Hours after a suburban Chicago school district approved a settlement with the U.S. Department of Education that allowed a transgender student to use a girls' locker room, district and federal officials were at odds over what the agreement meant.

Township High School District 211 Superintendent Daniel Cates said Thursday after the school board's vote that the deal applies solely to one transgender student, hinges on her using privacy curtains in the locker room and does not require a districtwide policy.

"That's a mischaracterization," Education Department Assistant Secretary for Civil Rights Catherine Lhamon told The Associated Press on Thursday.

The deal instead applies to all of the district's students, not just to the student who filed the complaint, Lhamon said. And it requires the district to revise an annual notice of nondiscrimination to say it does not discriminate on the basis of sex in its educational programs or activities, she said.

What's more, the federal government said, the agreement allows a transgender student to use a girls' locker room and does not require her to use a privacy curtain, although the student has said she will do so.

Cates disagreed, telling the AP in an email Thursday the "student's access to the locker room is contingent on her agreement to change in private changing stations. If she does not change in private changing stations, the agreement does not require the District to allow access."

The school board's vote came after federal officials ruled last month that the district violated federal law by not permitting the student, who was born male and identifies as female, full access to the locker room.

The student had filed a federal complaint against the district with assistance from the American Civil Liberties Union.

The ACLU of Illinois initially said the settlement the school board approved fell short if it applied only to accommodations for one transgender student. After hearing the federal response Thursday, ACLU spokesman Edwin Yohnka said "we are pleased" the district "must provide a safe and respectful environment for all students, including those who are transgender," but "disappointed in the District's efforts to misrepresent the nature of the agreement."

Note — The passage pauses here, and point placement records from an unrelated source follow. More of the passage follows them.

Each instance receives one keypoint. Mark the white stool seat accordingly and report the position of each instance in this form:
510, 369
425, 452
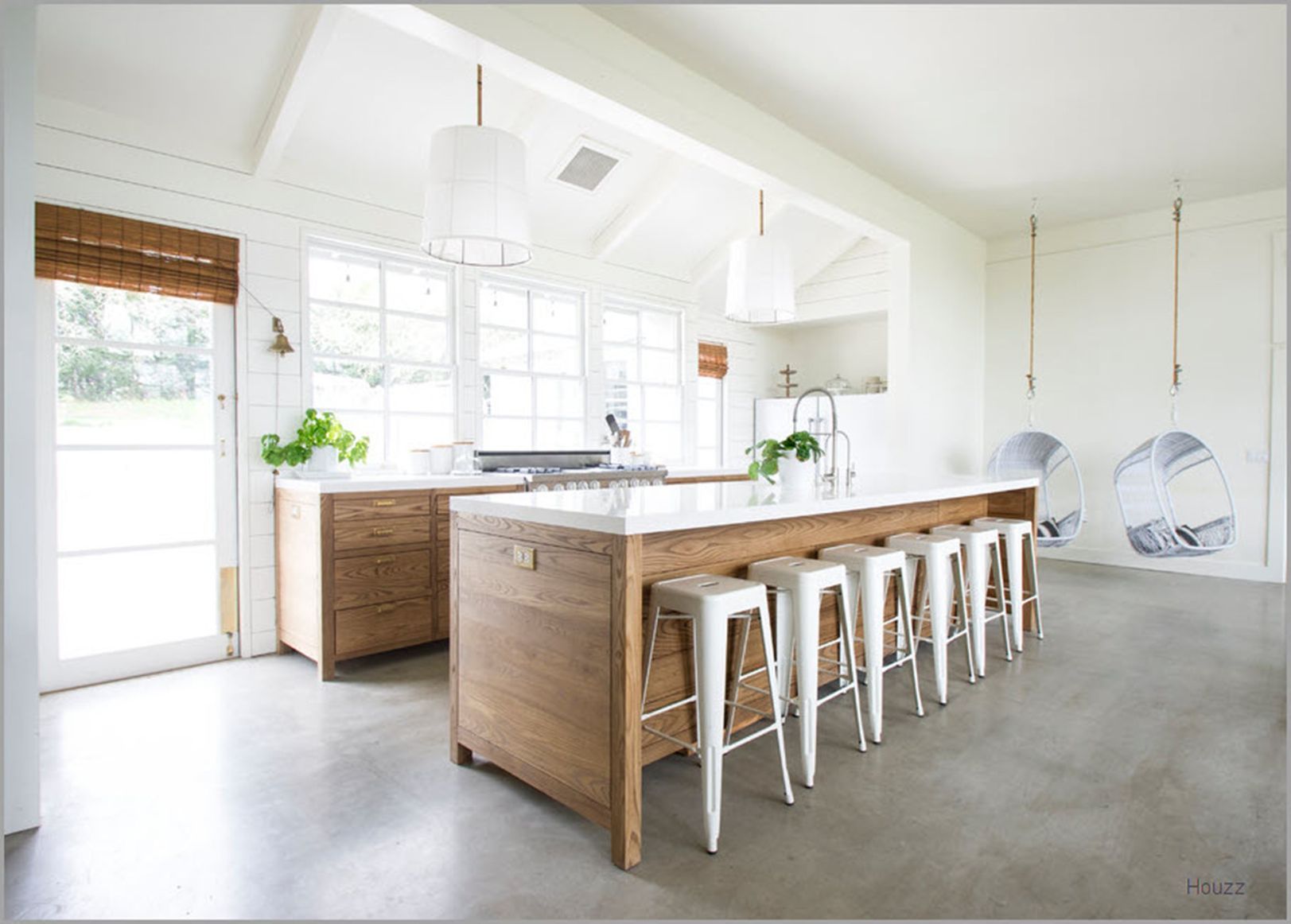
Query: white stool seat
710, 603
857, 557
924, 545
982, 561
943, 592
798, 584
872, 567
1019, 538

The district had 30 days to change its policy following the Department of Education's Nov. 2 finding, or risk losing millions of dollars in federal funding.

The transgender student has not been identified and wants to remain anonymous. She has been living as a girl since middle school, has changed her legal name, obtained a passport as a female, received a diagnosis of gender dysphoria and is taking female hormones, according to the Department of Education's summary of its investigation.

Federal officials plan to monitor the district for compliance with the agreement and for any gender-based discrimination through at least June 30, 2017, Lhamon said.

"If they have not fulfilled the terms of the agreement, we will not go away," Lhamon said.